Legendary jazz drummer Max Roach, best known for creating the fast-paced bebop style, has died in New York aged 83.
Roach recorded with Dizzie Gillespie, Miles Davis and Nat King Cole
His record label, Blue Note, said it was saddened by the death of a man it described as "an unmistakable force on numerous classic recordings".
Fellow musician Quincy Jones said: "Thank God he left a piece of his soul on his recordings so that we'll always have a part of him with us."
No cause of death was given for the star, who died in his sleep.
Born in North Carolina in 1924, Roach became the house drummer at the legendary New York club Monroe's Uptown House in his teens.
He helped develop the bebop style while playing with the likes of Charlie Parker and Dizzie Gillespie at Monroe's and another influential New York venue, Minton's Playhouse.
Before bebop, jazz was primarily swing music played in dance halls, and drummers served to keep time for the band, Blue Note spokesman Cem Kurosman said.
Roach, along with fellow-drummer Kenny Clarke, changed that by shifting the time-keeping function to the cymbal, allowing the drums to play a more expressive and melodic role.
In the process, he contributed to the shift of jazz from popular dance music to an art form that fans appreciated sitting in clubs, Kurosman added.
Roach began drumming before the age of 10
The self-trained percussionist also took part in sessions with Miles Davis, which were later released as The Birth Of Cool.
The quintet he co-founded with Clifford Brown in 1954 is considered one of the classic ensembles in jazz.
After Brown's death in a car crash with bandmate Richie Powell in 1956, Roach led a series of bands that included a who's who of jazz associates.
Roach also brought politics into his art, becoming one of jazz's loudest voices for civil rights.
Roach also wrote music for theatre and film in his later years
In 1960 he created We Insist!
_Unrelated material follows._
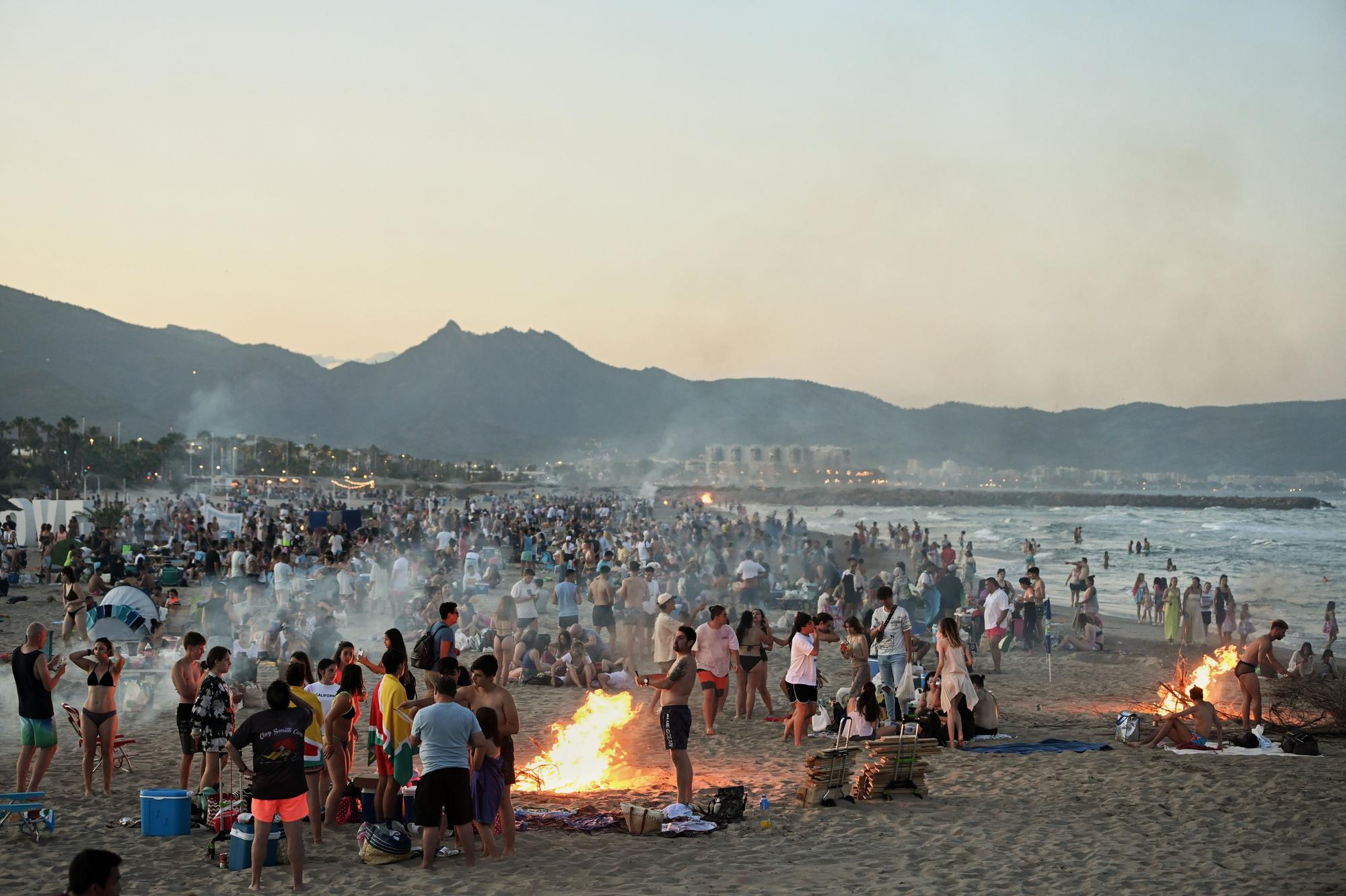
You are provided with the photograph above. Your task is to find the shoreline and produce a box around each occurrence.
[656,486,1337,510]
Max Roach's Freedom Now Suite, a seven-part movement that addressed slavery and racism in America.
In later years, he recorded with his daughter Maxine, a jazz violinist, and rap artist Fab Five Freddy.
The drummer also became the first jazz musician to be honoured with a MacArthur Fellowship - receiving a $372,000 (£188,000) "genius grant" in 1988.
He is survived by five children: sons Daryl and Raoul, and daughters Maxine, Ayo and Dara.